Computational fluid dynamics (CFD) modelling was performed to simulate spatial and temporal airborne pathogen concentrations during an observed COVID-19 outbreak in a restaurant in Guangzhou, China. The reported seating configuration, overlap durations, room ventilation, layout, and dimensions were modelled in the CFD simulations to determine relative exposures and probabilities of infection. Results showed that the trends in the simulated probabilities of infection were consistent with the observed rates of infection at each of the tables surrounding the index patient. Alternative configurations that investigated different boundary conditions and ventilation conditions were also simulated. Increasing the fresh-air percentage to 10%, 50%, and 100% of the supply air reduced the accumulated pathogen mass in the room by an average of ∼30%, ∼70%, and ∼80%, respectively, over 73 min.

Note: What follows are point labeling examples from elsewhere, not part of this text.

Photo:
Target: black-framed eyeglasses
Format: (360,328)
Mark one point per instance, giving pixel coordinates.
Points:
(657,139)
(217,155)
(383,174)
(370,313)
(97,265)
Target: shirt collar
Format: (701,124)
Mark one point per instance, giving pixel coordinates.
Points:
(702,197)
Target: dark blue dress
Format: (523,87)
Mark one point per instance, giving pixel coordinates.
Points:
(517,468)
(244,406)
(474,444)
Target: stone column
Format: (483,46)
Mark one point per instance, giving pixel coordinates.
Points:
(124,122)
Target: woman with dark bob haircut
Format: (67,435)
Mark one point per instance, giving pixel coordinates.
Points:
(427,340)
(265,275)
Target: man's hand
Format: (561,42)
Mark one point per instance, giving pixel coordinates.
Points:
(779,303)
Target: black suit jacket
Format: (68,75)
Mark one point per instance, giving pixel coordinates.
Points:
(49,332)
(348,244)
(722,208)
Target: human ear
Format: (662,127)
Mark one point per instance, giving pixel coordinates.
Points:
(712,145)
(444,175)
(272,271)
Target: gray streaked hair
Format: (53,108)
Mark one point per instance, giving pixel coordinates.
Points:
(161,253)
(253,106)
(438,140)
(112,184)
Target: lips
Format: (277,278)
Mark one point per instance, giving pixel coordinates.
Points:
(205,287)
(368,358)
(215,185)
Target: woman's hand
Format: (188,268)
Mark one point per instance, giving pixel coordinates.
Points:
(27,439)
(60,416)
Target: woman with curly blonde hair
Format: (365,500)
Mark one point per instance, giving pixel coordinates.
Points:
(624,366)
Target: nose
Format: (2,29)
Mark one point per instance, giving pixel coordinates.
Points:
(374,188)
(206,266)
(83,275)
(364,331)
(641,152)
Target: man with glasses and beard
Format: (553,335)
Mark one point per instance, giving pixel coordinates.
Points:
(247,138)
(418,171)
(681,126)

The probability of infection was reduced by ∼10%, 40%, and 50%, respectively. Highlights: Computational fluid dynamics (CFD) models used to simulate pathogen concentrations Infection model developed using spatial and temporal CFD results Simulating spatial variability was important to match observed infection rates Recirculation increased exposures and probability of infection Increased fresh-air ventilation decreased exposures and probability of infection.